Last week, the state’s Strategic Growth Council (SGC) awarded $37.4 million in project funding for the Sustainable Agriculture Land Conservation (SALC) Program. This landmark climate change and agriculture program, administered by the Department of Conservation and overseen by the SGC, funds agricultural conservation easements to protect agricultural land from sprawl development and local governments projects to develop strategies and policies for long-term agricultural conservation – all with the aim of reducing greenhouse gas emissions associated with land use and vehicle miles traveled. Since 2015, SALC Program has invested over $42 million in farmland conservation, protecting a total of 33,000 acres.
In this second year of the SALC Program, the SGC approved the Department of Conservation’s recommendations to award one planning grant and 20 ag conservation easements, permanently preserving nearly 19,000 acres of crop and rangeland in California. Two of the ag conservation easements are located in disadvantaged communities where low-income residents are disproportionately impacted by pollution.
Resounding Public Support
Alongside CalCAN, a number of land trusts, conservation groups and farmers showed up at the SGC meeting to provide comments and show support for this momentous program.
Farmers of one of the easement projects, which is located in disadvantage community, spoke passionately about how this funding will benefit underserved populations in their community.
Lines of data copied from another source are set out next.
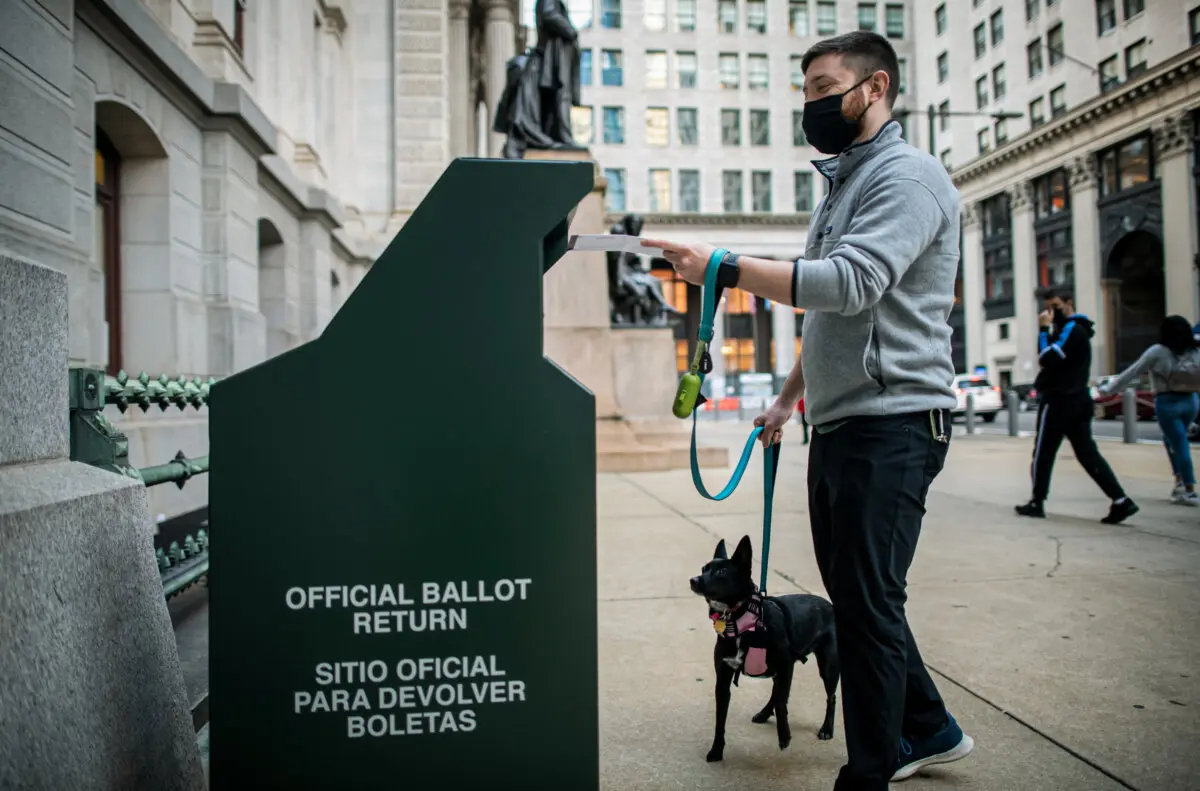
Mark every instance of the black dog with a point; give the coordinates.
(753, 628)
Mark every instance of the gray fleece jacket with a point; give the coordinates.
(877, 283)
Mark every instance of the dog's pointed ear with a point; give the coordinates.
(720, 553)
(744, 553)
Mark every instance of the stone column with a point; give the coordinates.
(1083, 175)
(501, 45)
(973, 287)
(1025, 256)
(461, 112)
(1173, 144)
(783, 330)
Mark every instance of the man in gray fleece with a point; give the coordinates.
(877, 286)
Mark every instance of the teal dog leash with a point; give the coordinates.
(688, 399)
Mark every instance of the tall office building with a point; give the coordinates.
(1092, 179)
(693, 111)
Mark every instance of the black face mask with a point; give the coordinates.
(827, 129)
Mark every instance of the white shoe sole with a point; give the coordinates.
(960, 751)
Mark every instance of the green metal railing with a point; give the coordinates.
(95, 441)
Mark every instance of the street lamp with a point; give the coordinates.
(934, 113)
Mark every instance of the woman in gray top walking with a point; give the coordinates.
(1174, 366)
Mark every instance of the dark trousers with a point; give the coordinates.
(1069, 418)
(868, 480)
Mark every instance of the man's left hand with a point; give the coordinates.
(690, 262)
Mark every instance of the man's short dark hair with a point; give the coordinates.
(863, 52)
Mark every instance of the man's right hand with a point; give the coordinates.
(773, 421)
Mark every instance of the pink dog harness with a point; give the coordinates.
(750, 624)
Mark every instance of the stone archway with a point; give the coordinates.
(1137, 286)
(133, 232)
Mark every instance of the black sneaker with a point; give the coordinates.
(1121, 511)
(1033, 508)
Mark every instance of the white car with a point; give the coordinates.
(988, 397)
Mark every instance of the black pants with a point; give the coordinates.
(868, 481)
(1069, 418)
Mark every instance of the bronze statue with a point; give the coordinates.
(541, 87)
(635, 295)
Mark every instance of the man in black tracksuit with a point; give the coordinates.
(1066, 408)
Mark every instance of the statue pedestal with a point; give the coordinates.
(631, 371)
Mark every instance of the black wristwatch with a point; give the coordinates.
(729, 271)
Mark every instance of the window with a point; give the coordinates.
(1054, 45)
(798, 17)
(1050, 196)
(756, 16)
(982, 93)
(613, 125)
(1000, 131)
(798, 137)
(615, 196)
(731, 127)
(757, 72)
(893, 21)
(760, 127)
(611, 67)
(760, 191)
(655, 69)
(730, 71)
(689, 190)
(1059, 102)
(1033, 55)
(727, 16)
(731, 191)
(586, 67)
(583, 125)
(660, 190)
(868, 16)
(687, 125)
(1135, 59)
(685, 70)
(658, 126)
(1110, 73)
(803, 190)
(1127, 166)
(239, 25)
(610, 13)
(1037, 112)
(654, 15)
(1105, 16)
(685, 16)
(827, 18)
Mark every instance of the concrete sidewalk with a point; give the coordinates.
(1066, 647)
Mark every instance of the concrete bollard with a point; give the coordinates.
(1129, 409)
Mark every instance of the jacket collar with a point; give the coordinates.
(852, 157)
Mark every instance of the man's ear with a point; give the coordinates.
(744, 555)
(720, 555)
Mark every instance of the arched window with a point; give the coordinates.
(107, 250)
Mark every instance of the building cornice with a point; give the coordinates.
(799, 220)
(1138, 91)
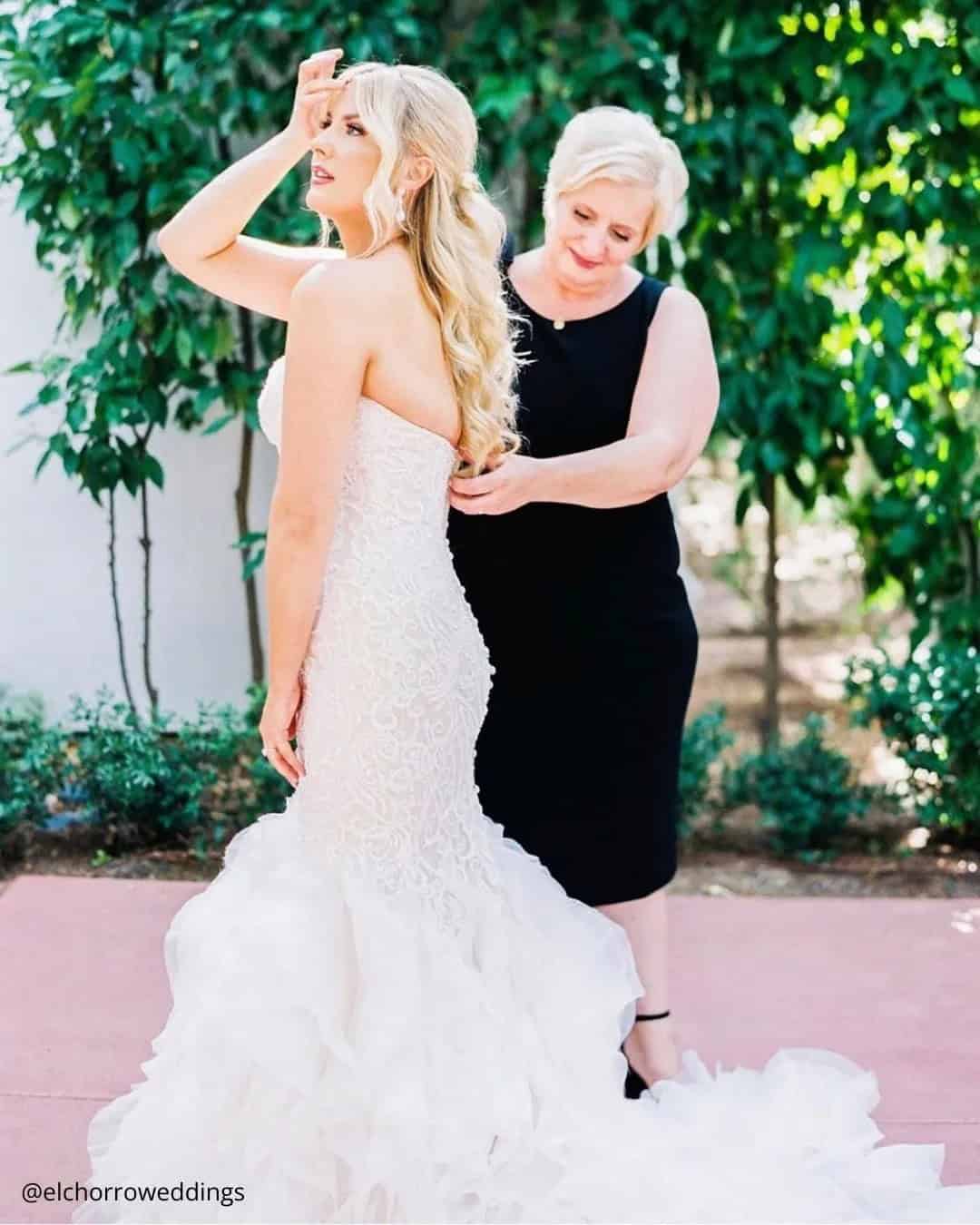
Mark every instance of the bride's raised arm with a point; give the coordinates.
(205, 241)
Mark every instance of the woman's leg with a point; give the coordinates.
(651, 1045)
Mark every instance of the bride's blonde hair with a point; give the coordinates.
(455, 234)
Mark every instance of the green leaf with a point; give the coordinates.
(184, 347)
(153, 471)
(69, 213)
(773, 456)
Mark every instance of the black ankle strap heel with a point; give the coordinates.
(634, 1083)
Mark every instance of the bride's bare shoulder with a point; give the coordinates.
(374, 288)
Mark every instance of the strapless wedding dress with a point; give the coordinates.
(384, 1010)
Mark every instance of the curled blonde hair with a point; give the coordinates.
(455, 235)
(626, 146)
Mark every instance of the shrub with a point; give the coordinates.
(149, 784)
(928, 710)
(34, 769)
(704, 740)
(804, 791)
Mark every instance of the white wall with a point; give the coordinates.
(56, 632)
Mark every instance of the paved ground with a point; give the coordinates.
(893, 984)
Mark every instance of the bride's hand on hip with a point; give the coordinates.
(315, 91)
(279, 727)
(511, 483)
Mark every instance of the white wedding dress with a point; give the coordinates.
(384, 1010)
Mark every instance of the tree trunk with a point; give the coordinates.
(770, 710)
(116, 614)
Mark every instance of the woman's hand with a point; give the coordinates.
(279, 727)
(315, 88)
(512, 482)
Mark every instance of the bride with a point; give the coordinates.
(384, 1010)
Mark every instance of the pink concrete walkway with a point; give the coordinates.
(892, 984)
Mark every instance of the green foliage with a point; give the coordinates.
(32, 767)
(928, 710)
(704, 739)
(140, 783)
(805, 791)
(150, 784)
(832, 212)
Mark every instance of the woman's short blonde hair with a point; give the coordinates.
(626, 146)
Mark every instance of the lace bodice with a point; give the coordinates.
(397, 674)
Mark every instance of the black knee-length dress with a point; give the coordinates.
(588, 629)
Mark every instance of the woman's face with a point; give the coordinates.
(595, 230)
(345, 150)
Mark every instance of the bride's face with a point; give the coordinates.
(597, 228)
(345, 151)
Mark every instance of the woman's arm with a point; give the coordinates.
(671, 419)
(328, 349)
(205, 241)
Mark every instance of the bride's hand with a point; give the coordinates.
(315, 88)
(279, 727)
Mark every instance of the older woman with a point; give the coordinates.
(569, 555)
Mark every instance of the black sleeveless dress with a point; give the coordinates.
(588, 627)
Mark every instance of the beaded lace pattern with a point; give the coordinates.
(397, 675)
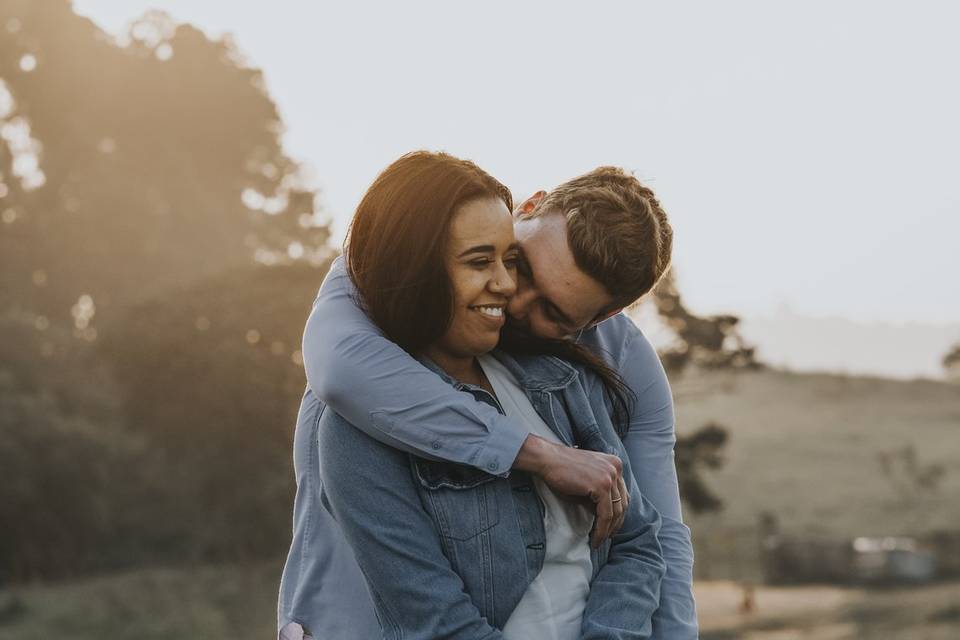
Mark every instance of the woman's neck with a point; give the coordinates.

Demand for funding exceeded the program dollars with over $50 million in requests with $40 million available. Some of the applicants who did not receive funding stood up to ask the SGC to find additional monies, all the while expressing their earnest support of the SALC Program. CalCAN continues to support robust funding for this program.
Farmland Conservation Does More than Decrease Vehicle Miles Traveled
The SGC remarked on the “heartwarming” comments and first-hand accounts– speaking directly to the farmers in the room – of this program’s undeniable importance, expressing that SALC is more than numbers in terms of acres and GHG emissions, but also offers many co-benefits for communities.
California Department of Agriculture Secretary Ross, who sits on the SGC, in her praise for this program, commented on its importance for preserving land to store carbon – a framing we hope to see the SALC program adopt in its next iteration.
Local Government Grants and Next Steps
With only one municipality receiving a Strategy and Outcomes grant, improvements are needed to alleviate the significant constraints on this part of SALC Program guidelines. Fortunately, staff have recognized this need for modifications and are planning to hold a public “lessons learned” workshop.
Staff plan to hold stakeholder discussions in late summer/early fall to consider the next round of SALC Program guidelines for 2017.
The SALC Program is funded with cap-and-trade auction proceeds. We anticipate a final climate investment plan for the coming fiscal year to be finalized by legislature at the end of this month.